A 15 h 45 commencent les tirs de mitrailleuse, suivis de coups de fusil continus. Les balles traversent plusieurs corps et les fragiles murs de bois de l’école. Lorsque la fusillade cesse, l’infanterie entre dans l’école en ouvrant le feu sur les ouvriers. Ceux qui fuient sont poursuivis par les militaires à cheval. Les personnes arrêtées – de six mille à sept mille – sont poussées à la hâte vers l’hippodrome par les soldats, qui y commettent de nouveaux assassinats.

Concernant le nombre de victimes, le gouvernement ne reconnaîtra que cent vingt-six morts et cent trente-cinq blessés, mais la presse ouvrière et plusieurs témoins corrigeront cette estimation largement à la hausse. Les autorités provinciales ont rapidement organisé le retour des gens de la pampa vers leurs lieux de travail, et le gouvernement central a mis quelques bateaux à la disposition de ceux qui désiraient gagner le centre du pays. Parallèlement, la censure de la presse était officialisée, tandis qu’on ouvrait la chasse aux dirigeants ouvriers – spécialement anarchistes – qui avaient réussi à s’échapper. De nombreuses arrestations eurent lieu.

La « grande grève » de Tarapacá a été noyée dans le sang par l’Etat sans qu’il y ait aucune démonstration de violence de la part des travailleurs. Jusqu’au coup d’Etat de 1973, on se souviendra du massacre de l’école Santa María comme de la page la plus noire de l’histoire du mouvement ouvrier chilien.
Mais pourquoi une telle tuerie ? Le général Silva Renard justifia son action. Il prétendit qu’il avait donné l’ordre d’ouvrir le feu, convaincu qu’il n’était « pas possible d’attendre plus longtemps sans mettre en péril le respect et le prestige des autorités et de la force publique (9) ».

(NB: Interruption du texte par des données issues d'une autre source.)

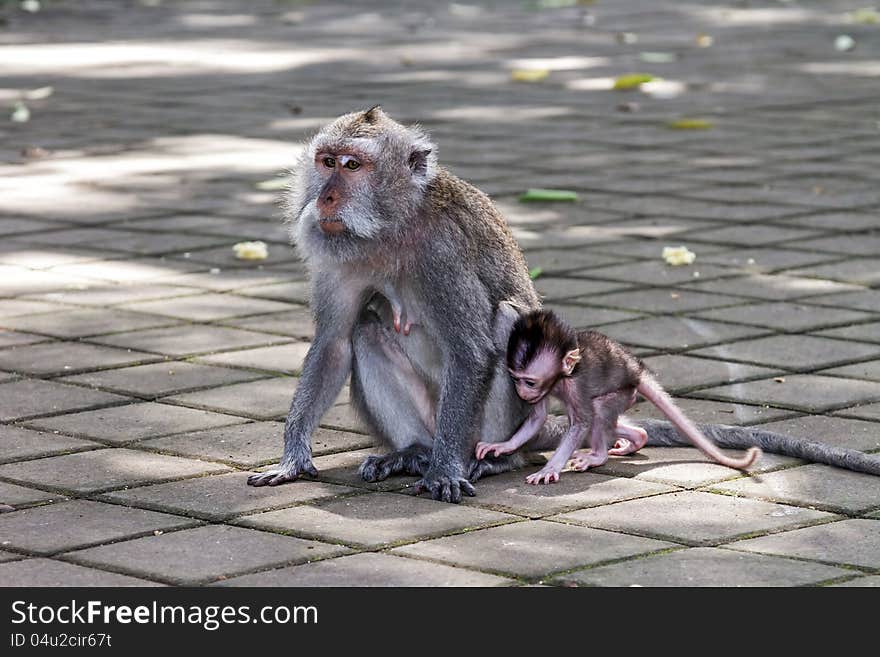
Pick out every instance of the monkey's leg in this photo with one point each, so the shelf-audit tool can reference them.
(390, 396)
(606, 410)
(630, 438)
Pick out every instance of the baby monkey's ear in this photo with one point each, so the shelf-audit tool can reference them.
(570, 359)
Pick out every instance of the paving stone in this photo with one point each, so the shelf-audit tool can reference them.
(854, 542)
(296, 323)
(374, 520)
(88, 472)
(369, 569)
(792, 351)
(122, 424)
(160, 379)
(678, 372)
(511, 494)
(46, 572)
(663, 300)
(186, 340)
(16, 496)
(19, 443)
(806, 392)
(695, 518)
(814, 485)
(31, 397)
(222, 496)
(782, 316)
(232, 550)
(763, 261)
(14, 339)
(838, 431)
(675, 332)
(685, 467)
(108, 295)
(208, 307)
(866, 582)
(583, 317)
(861, 271)
(867, 300)
(267, 399)
(705, 567)
(711, 412)
(533, 548)
(851, 244)
(19, 307)
(284, 359)
(67, 358)
(865, 411)
(80, 323)
(777, 287)
(68, 525)
(865, 332)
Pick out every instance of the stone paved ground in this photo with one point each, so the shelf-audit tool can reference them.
(144, 371)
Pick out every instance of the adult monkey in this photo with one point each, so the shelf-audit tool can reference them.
(385, 231)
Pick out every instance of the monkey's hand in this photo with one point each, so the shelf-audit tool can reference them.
(285, 472)
(497, 449)
(444, 486)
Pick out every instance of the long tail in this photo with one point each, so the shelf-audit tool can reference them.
(663, 434)
(661, 399)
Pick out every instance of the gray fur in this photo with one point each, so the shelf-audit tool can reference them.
(662, 434)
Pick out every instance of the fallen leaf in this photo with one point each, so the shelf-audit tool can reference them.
(529, 74)
(689, 124)
(548, 195)
(658, 57)
(844, 43)
(678, 255)
(20, 113)
(631, 81)
(40, 93)
(271, 185)
(865, 15)
(251, 250)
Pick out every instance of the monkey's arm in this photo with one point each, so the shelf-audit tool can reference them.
(327, 365)
(528, 430)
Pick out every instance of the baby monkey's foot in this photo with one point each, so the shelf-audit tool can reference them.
(584, 459)
(495, 449)
(544, 476)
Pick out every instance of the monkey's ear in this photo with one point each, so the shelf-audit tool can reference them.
(372, 114)
(570, 359)
(418, 161)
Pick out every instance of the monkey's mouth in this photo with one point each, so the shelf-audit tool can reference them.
(331, 226)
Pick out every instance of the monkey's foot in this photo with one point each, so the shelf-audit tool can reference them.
(496, 449)
(630, 439)
(543, 476)
(494, 465)
(411, 460)
(444, 487)
(582, 460)
(282, 475)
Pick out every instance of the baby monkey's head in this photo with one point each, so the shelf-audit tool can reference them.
(541, 349)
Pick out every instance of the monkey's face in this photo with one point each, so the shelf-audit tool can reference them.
(535, 381)
(344, 177)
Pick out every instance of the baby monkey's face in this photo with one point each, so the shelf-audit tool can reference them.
(536, 379)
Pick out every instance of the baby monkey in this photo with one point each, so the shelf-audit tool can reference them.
(597, 379)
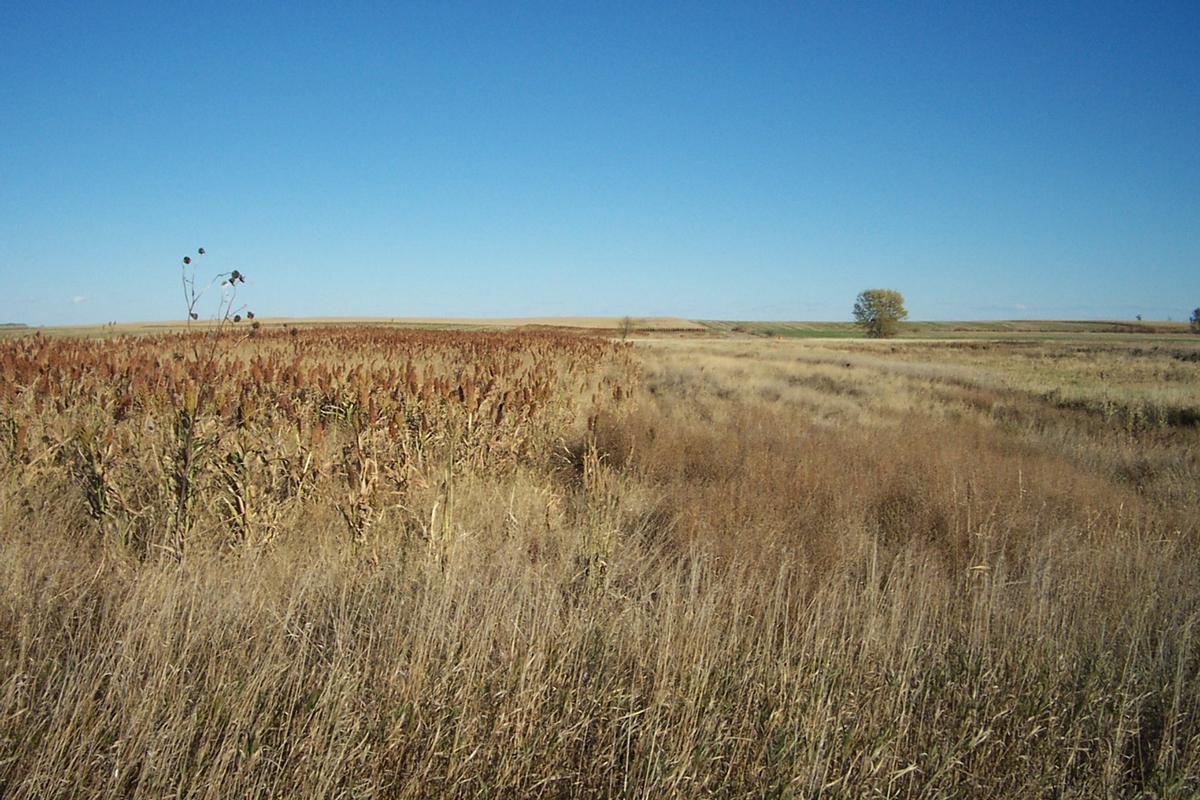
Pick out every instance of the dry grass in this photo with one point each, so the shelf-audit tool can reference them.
(769, 573)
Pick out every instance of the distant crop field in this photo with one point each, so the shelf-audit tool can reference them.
(383, 561)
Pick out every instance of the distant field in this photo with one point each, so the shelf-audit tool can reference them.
(996, 330)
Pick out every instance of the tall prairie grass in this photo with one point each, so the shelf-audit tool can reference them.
(693, 570)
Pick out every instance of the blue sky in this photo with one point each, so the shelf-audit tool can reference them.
(715, 161)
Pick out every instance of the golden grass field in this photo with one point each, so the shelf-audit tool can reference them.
(354, 561)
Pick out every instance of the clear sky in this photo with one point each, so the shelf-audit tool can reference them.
(715, 161)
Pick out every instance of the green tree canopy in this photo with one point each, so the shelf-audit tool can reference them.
(879, 312)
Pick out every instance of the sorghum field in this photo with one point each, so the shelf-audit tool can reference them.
(361, 561)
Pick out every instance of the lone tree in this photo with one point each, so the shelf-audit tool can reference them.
(879, 312)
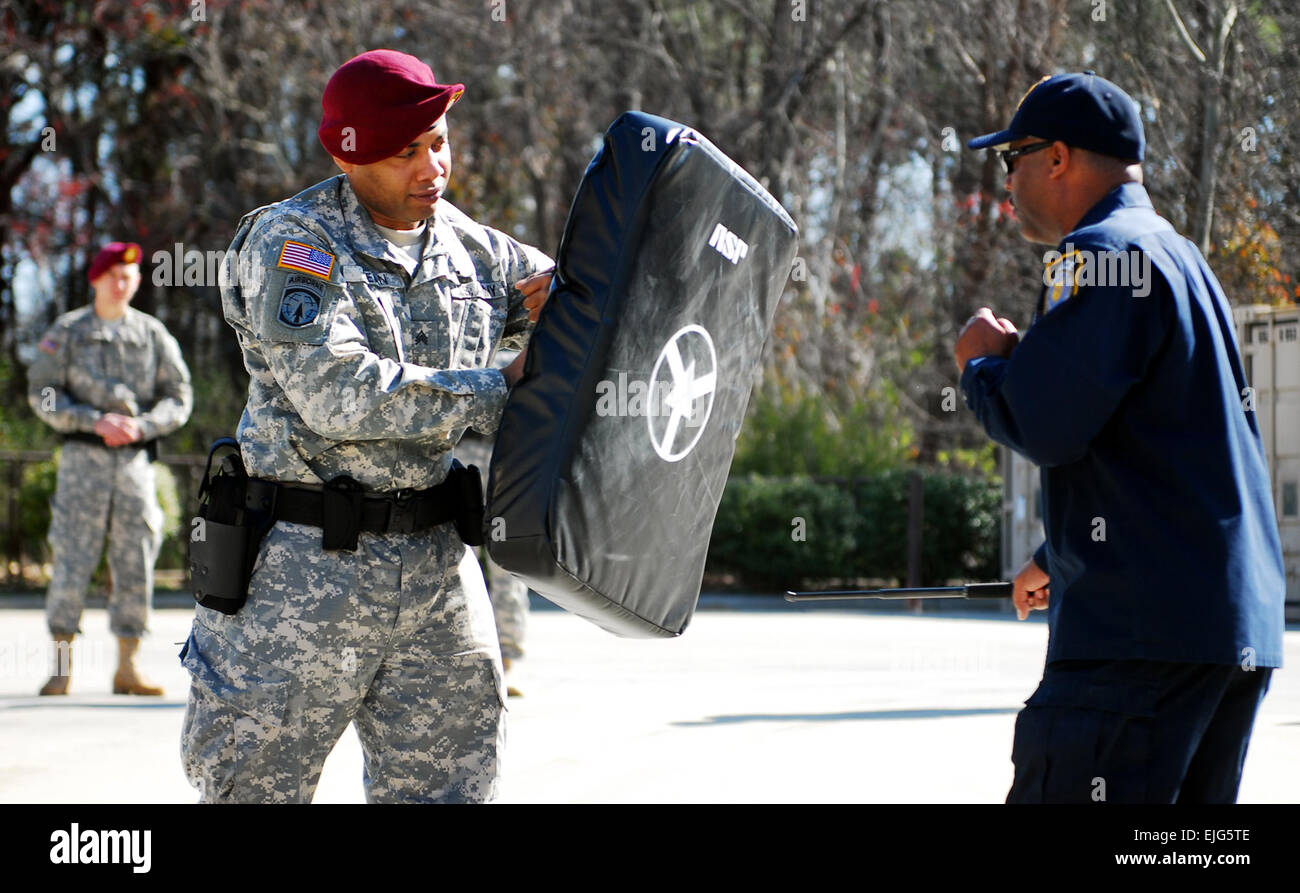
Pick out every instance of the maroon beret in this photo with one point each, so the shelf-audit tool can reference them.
(377, 103)
(113, 252)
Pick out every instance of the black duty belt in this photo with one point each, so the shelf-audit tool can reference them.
(395, 512)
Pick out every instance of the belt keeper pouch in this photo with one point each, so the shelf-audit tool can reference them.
(468, 491)
(220, 536)
(341, 514)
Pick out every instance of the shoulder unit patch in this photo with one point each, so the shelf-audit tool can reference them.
(300, 302)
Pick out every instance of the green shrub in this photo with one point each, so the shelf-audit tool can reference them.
(775, 532)
(856, 530)
(39, 481)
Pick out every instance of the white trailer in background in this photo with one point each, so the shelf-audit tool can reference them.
(1269, 338)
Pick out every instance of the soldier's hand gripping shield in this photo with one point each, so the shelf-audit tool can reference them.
(234, 515)
(615, 446)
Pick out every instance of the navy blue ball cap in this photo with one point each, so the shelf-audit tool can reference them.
(1079, 109)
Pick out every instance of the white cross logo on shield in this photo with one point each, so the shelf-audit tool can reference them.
(688, 349)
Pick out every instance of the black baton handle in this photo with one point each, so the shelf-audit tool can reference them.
(969, 590)
(988, 589)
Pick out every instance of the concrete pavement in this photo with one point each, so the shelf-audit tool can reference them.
(757, 702)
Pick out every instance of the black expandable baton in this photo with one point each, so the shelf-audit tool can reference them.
(969, 590)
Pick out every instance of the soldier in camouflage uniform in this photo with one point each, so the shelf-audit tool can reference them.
(368, 311)
(507, 593)
(111, 380)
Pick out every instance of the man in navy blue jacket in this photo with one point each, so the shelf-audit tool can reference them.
(1165, 606)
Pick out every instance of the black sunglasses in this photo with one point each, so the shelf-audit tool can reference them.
(1009, 156)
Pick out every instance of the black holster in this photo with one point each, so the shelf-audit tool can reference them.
(234, 515)
(468, 486)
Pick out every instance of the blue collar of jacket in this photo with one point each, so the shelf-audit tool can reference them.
(1126, 195)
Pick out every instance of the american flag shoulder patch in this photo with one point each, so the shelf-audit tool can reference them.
(306, 259)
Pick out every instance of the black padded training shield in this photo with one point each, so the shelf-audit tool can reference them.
(615, 446)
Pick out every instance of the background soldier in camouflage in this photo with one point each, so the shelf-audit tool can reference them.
(368, 311)
(112, 381)
(507, 593)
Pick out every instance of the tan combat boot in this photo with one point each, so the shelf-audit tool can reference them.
(63, 666)
(126, 680)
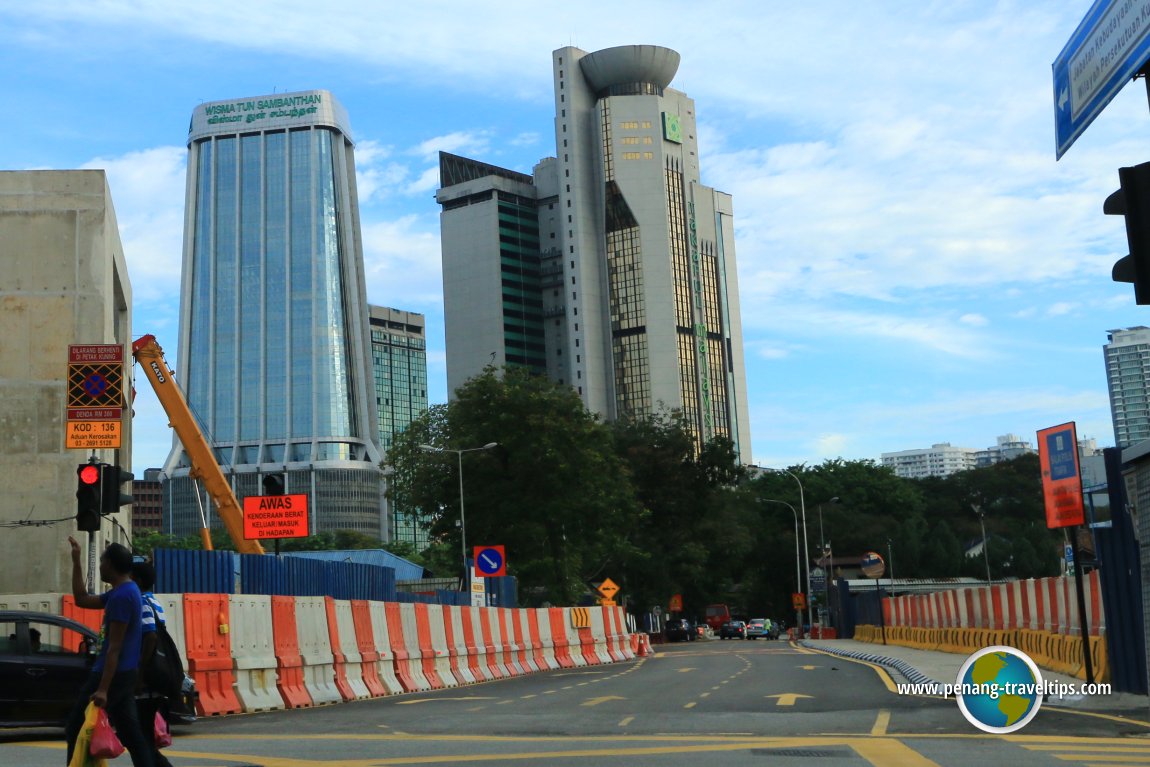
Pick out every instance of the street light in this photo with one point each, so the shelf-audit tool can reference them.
(802, 503)
(798, 576)
(828, 560)
(462, 520)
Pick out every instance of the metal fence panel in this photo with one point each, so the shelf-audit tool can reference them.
(194, 572)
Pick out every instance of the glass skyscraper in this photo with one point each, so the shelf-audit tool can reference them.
(399, 361)
(274, 346)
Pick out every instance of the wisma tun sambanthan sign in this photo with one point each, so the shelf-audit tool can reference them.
(1106, 50)
(275, 112)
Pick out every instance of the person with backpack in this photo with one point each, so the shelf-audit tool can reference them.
(113, 677)
(151, 697)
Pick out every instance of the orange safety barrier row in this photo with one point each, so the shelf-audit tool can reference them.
(251, 652)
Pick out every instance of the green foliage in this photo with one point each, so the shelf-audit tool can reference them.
(642, 501)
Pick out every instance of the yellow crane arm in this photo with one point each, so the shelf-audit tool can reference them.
(205, 467)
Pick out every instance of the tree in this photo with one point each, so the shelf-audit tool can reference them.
(553, 491)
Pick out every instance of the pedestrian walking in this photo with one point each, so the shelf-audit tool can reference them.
(112, 683)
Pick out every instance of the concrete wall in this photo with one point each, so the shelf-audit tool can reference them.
(63, 282)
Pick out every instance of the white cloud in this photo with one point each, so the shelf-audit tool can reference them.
(147, 192)
(403, 262)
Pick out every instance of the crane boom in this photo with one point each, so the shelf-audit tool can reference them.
(205, 467)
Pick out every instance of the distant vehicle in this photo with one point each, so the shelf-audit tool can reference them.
(733, 630)
(759, 627)
(679, 629)
(717, 615)
(44, 660)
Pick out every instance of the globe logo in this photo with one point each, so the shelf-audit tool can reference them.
(999, 689)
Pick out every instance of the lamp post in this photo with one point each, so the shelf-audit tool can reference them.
(986, 553)
(827, 560)
(798, 574)
(802, 503)
(462, 519)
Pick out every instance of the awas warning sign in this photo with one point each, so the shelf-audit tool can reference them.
(275, 516)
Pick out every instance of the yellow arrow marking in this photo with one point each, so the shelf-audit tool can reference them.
(408, 703)
(596, 702)
(788, 698)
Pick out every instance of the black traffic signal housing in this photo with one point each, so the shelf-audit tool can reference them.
(87, 497)
(112, 497)
(1133, 201)
(273, 484)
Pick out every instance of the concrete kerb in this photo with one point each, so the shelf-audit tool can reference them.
(922, 666)
(912, 675)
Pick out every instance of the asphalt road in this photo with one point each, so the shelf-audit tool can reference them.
(736, 702)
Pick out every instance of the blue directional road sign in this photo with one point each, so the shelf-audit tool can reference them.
(1106, 50)
(490, 561)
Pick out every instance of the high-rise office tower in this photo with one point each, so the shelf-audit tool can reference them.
(399, 362)
(1128, 380)
(635, 259)
(274, 347)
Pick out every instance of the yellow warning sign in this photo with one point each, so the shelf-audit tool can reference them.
(92, 435)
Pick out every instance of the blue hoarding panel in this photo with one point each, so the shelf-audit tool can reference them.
(194, 572)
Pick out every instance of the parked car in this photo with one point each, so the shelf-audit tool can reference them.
(759, 627)
(679, 629)
(44, 661)
(733, 630)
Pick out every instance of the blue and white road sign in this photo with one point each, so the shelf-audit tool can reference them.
(490, 561)
(1106, 50)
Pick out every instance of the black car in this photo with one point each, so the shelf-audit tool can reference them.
(733, 630)
(679, 629)
(44, 661)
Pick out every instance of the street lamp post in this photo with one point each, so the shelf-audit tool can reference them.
(798, 574)
(462, 519)
(827, 560)
(802, 503)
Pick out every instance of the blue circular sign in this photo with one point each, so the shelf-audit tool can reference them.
(489, 561)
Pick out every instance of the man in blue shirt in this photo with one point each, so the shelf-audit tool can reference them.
(112, 683)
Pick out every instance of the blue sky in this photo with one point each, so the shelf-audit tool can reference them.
(914, 266)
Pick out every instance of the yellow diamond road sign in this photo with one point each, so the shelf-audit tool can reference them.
(608, 588)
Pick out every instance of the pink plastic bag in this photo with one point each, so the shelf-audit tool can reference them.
(161, 731)
(105, 744)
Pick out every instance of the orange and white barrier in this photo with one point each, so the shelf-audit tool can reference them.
(385, 665)
(436, 618)
(366, 645)
(315, 650)
(253, 650)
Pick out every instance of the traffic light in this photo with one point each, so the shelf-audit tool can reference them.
(1133, 201)
(87, 497)
(273, 484)
(110, 496)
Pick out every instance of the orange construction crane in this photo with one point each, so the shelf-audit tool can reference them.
(205, 467)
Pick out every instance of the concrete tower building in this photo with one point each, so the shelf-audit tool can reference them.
(635, 263)
(274, 347)
(1128, 381)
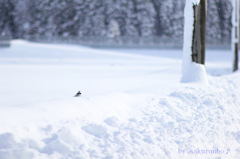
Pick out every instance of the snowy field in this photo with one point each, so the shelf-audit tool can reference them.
(132, 105)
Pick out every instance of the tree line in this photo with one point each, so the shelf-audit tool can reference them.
(162, 18)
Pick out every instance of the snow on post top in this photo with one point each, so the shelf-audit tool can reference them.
(191, 72)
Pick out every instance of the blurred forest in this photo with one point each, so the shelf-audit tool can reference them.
(107, 18)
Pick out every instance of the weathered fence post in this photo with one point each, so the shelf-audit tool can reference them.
(235, 33)
(199, 32)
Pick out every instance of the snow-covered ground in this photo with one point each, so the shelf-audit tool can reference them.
(132, 105)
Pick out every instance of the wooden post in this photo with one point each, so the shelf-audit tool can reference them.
(199, 32)
(235, 33)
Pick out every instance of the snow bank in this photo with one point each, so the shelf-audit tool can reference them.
(131, 107)
(191, 72)
(189, 118)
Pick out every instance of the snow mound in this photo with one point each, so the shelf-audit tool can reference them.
(196, 73)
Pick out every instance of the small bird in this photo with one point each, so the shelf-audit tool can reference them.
(78, 94)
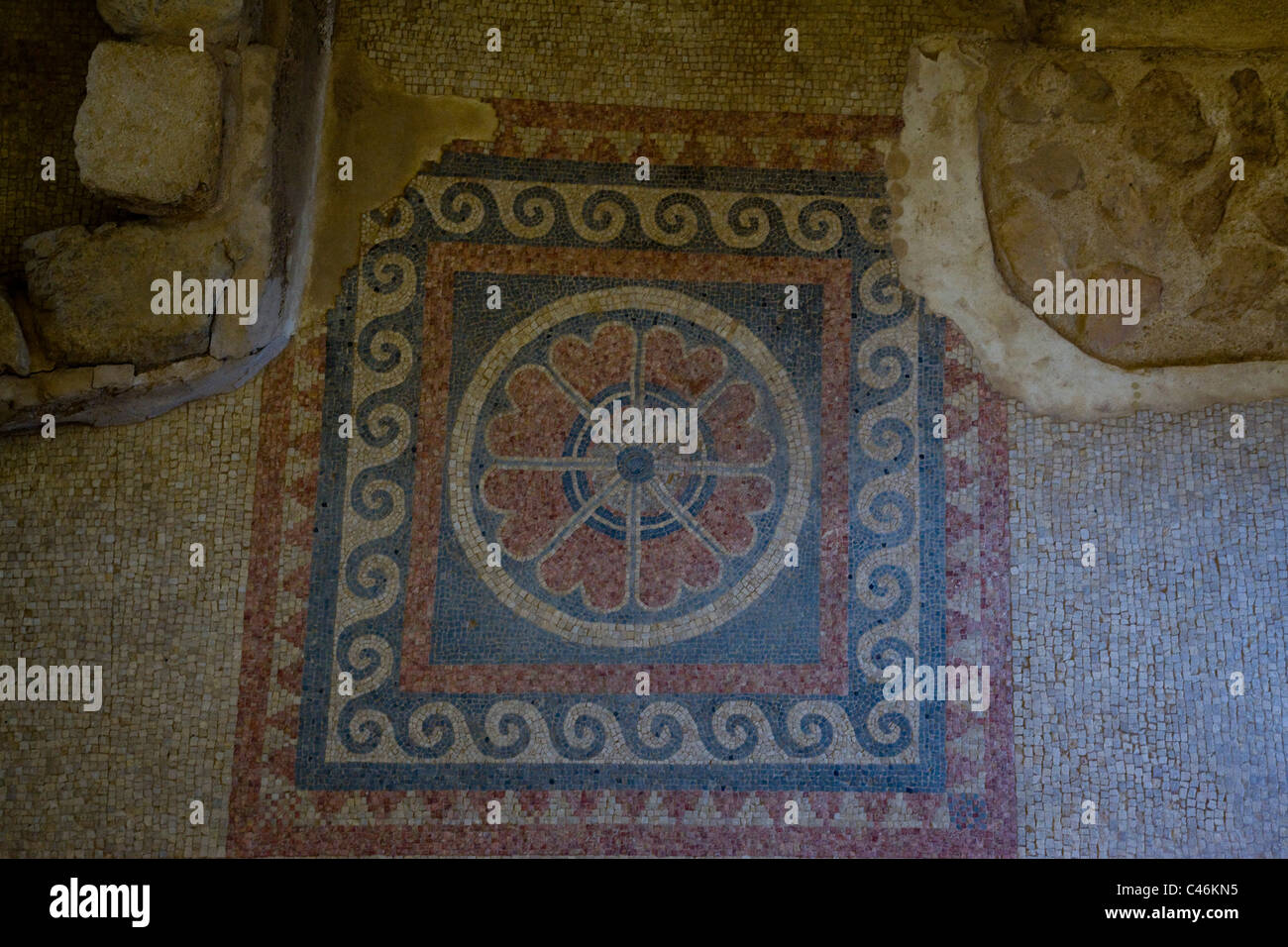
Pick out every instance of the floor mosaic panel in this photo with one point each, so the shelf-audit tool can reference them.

Dans le débat qui suivit à la Chambre des députés, le libéral Arturo Alessandri Palma soutint qu’aucun acte appelant la répression n’avait été commis à Iquique et que la censure de la presse décrétée par le gouvernement n’était que « peur et lâcheté ». Peur atavique de la classe dominante chilienne face à la classe ouvrière. Mais le massacre ne fut pas le résultat d’une panique incontrôlée. La décision de mitrailler les grévistes avait été adoptée préalablement au cas où ceux-ci refuseraient de quitter l’école. Rafael Sotomayor, le ministre de l’intérieur, le reconnut devant la Chambre des députés : les événements du 21 décembre « ne furent pas dus à un acte spontané, commis par légèreté coupable et inhumaine. Chacune des autorités, évaluant l’ampleur des malheurs qui pourraient survenir (...), a très bien pesé ses décisions (...), et il fallut recourir à des méthodes extrêmes et douloureuses, que les circonstances difficiles rendaient, malheureusement, inévitables (10) ».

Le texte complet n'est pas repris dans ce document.